November 08, 2009|Peter Nicholas

WASHINGTON — At least one Democratic political strategist has gotten a blunt warning from the White House to never appear on Fox News Channel, an outlet that presidential aides have depicted as not so much a news-gathering operation as a political opponent bent on damaging the Obama administration.

The Democratic strategist said that shortly after an appearance on Fox, he got a phone call from a White House official telling him not to be a guest on the show again. The call had an intimidating tone, he said.

The message was, "We better not see you on again," said the strategist, who spoke on condition of anonymity so as not to run afoul of the White House. An implicit suggestion, he said, was that "clients might stop using you if you continue."

White House Communications Director Anita Dunn said that she had checked with colleagues who "deal with TV issues" and that they had not told people to avoid Fox. On the contrary, they had urged people to appear on the network, Dunn wrote in an e-mail.

But Patrick Caddell, a Fox News contributor and former pollster for President Carter, said he had spoken to Democratic consultants who said they were told by the White House to avoid appearances on Fox. He declined to give their names.

Caddell said he had not gotten that message himself from the White House.

He added: "I have heard that they've done that to others in not too subtle ways. I find it appalling. When the White House gets in the business of suppressing dissent and comment, particularly from its own party, it hurts itself."

Some observers say White House officials might be urging consultants to spurn Fox to isolate the network and make it appear more partisan. A boycott by Democratic strategists could help drive the White House narrative that Fox is a fundamentally different creature than the other TV news networks.
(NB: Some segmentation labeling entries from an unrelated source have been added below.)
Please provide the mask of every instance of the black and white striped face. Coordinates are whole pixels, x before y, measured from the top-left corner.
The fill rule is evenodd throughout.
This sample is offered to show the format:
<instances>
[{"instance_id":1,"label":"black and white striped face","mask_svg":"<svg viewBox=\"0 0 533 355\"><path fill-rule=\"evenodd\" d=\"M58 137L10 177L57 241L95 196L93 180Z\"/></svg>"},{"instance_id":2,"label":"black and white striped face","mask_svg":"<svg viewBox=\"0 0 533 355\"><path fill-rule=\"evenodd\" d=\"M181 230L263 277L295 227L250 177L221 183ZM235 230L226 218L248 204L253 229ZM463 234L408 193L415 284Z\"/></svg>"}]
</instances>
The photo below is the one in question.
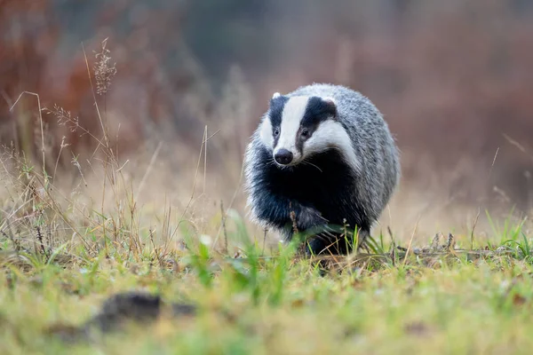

White House officials appear on Fox News, but sporadically and with their "eyes wide open," as one aide put it.

David Axelrod, senior advisor to the president, appeared on Fox News Channel last week to talk about the results of Tuesday's off-year elections. Secretary of State Hillary Rodham Clinton also appeared on the network last week.

Still, the White House has on occasion avoided or taken an adversarial position toward Fox. When President Obama appeared on five talk shows one Sunday in September, he avoided Fox.

Last month, Dunn told CNN that Fox has acted, in effect, as an "arm" of the Republican Party. "Let's not pretend they're a news network the way CNN is," she said.

As the dust-up played out, Fox's senior vice president of news, Michael Clemente, countered: "Surprisingly, the White House continues to declare war on a news organization instead of focusing on the critical issues that Americans are concerned about like jobs, healthcare and two wars."

Fox's commentators have been sharply critical of the Obama administration.

After the president was awarded the Nobel Peace Prize, Sean Hannity, who has a prime-time show on Fox, said he got the award for "trashing America."

Fox's audience is by far the largest of the cable networks, with an average of more than 2.1 million viewers in prime time this year, according to the Nielsen Co. CNN is second, with 932,000 prime-time viewers.

The White House's critical stance toward the network leaves some Democrats troubled.

Don Fowler, a former Democratic National Committee chairman, said in an interview: "This approach is out of sync with my conception of what the Obama administration stands for and what they're trying to do.

"I think they'll think better of it and this will be a passing phase."